The Ladies of St. Vincent de Paul occupied the front lines in the fight against poverty. They visited the poor frequently, giving spiritual advice along with material assistance. Their knowledge of the porteño poor came through one-on-one contact. Innovative in women’s rights, adherents to St. Vincent de Paul created the first non-cloistered female order with full Papal support. One of their leaders stated:
What the poor need more than material bread is the bread of compassion… material assistance is not enough if it is not accompanied by consoling phrases that are the balm for deep sorrows.
The first Conference of Vincentinas was founded in Buenos Aires in 1889. Two years later there were 53 Conferences with over 7,800 members. Huge growth. When they decided to tackle worker housing, the Vincentinas were likely influenced by the idea of spreading “domestic science”… by making the home a healthy place or a safe refuge for the family, the nation would become a better place.
In 1912, this mini-barrio of 96 units opened, built with funds from the Jockey Club & volunteer labor. Units were rented so the Vincentinas could have more control over tenants. This was a good thing as they forbade any kind of sweatshop or piecework labor. In fact, it was largely women helping women. Lots of single-parent, abandoned-mother families were becoming more common as immigrants continued to flow in & out of Argentina.
One city block is occupied by concentric squares divided down the middle. In the center is an enormous clock tower. Just across the street, a small parcel of land was the accompanying green space. Each had two bedrooms, a kitchen, a bathroom & a small patio.
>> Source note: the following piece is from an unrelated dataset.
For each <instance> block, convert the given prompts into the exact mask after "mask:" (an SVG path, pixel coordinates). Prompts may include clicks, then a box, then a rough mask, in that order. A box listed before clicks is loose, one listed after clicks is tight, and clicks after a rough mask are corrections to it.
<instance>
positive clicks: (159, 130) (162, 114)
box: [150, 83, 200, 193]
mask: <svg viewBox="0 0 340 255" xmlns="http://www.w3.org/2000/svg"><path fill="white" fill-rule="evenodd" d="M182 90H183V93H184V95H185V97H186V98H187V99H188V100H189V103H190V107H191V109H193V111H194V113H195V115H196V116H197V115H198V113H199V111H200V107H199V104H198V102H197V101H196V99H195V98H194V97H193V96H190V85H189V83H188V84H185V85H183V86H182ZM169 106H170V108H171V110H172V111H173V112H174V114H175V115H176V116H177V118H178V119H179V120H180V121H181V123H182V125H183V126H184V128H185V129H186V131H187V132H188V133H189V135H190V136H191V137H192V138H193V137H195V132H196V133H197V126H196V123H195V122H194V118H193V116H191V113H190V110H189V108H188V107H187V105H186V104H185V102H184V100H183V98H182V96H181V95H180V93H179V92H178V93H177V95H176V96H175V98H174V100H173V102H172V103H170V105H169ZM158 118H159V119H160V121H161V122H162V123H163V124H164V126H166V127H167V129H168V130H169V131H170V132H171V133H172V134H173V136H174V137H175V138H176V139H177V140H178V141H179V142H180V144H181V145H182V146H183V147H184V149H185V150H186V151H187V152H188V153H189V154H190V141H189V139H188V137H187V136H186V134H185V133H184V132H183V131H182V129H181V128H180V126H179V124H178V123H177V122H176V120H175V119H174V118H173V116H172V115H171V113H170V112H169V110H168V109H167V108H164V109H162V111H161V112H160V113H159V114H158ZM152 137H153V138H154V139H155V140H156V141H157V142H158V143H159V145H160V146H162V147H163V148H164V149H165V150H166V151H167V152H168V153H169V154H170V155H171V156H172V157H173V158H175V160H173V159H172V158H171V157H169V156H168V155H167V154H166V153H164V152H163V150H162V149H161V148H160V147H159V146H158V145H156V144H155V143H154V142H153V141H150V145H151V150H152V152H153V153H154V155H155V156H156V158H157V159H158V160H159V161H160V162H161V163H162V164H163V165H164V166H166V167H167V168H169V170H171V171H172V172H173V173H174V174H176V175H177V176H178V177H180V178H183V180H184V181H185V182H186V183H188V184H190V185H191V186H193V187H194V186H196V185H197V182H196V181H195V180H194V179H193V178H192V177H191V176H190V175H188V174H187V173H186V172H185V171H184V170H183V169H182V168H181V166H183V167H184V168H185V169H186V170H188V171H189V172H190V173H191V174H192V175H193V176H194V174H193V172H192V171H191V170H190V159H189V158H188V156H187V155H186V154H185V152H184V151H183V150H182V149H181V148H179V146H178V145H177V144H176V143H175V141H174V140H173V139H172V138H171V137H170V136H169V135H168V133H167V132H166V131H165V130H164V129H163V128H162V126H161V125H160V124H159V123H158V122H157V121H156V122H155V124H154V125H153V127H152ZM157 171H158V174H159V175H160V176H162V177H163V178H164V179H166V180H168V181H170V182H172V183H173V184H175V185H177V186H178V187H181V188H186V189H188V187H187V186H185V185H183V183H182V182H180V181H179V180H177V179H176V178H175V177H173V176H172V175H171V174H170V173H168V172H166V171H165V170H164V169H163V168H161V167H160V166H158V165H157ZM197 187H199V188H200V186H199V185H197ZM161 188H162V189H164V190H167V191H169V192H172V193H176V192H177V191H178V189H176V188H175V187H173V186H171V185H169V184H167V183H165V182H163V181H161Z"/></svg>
Interestingly, one house was left unoccupied & used for teaching “domestic science” while two other houses were used for teaching Christian principles.
A wonderfully executed idea, all units are now in need of major repairs. The clock tower is closed & crumbling, & someone has built a miniature grotto housing an image of the Immaculate Conception. It is sadly ironic that if left in its current condition, these units will eventually convert into the kind of housing that the Vincentinas were trying to eliminate.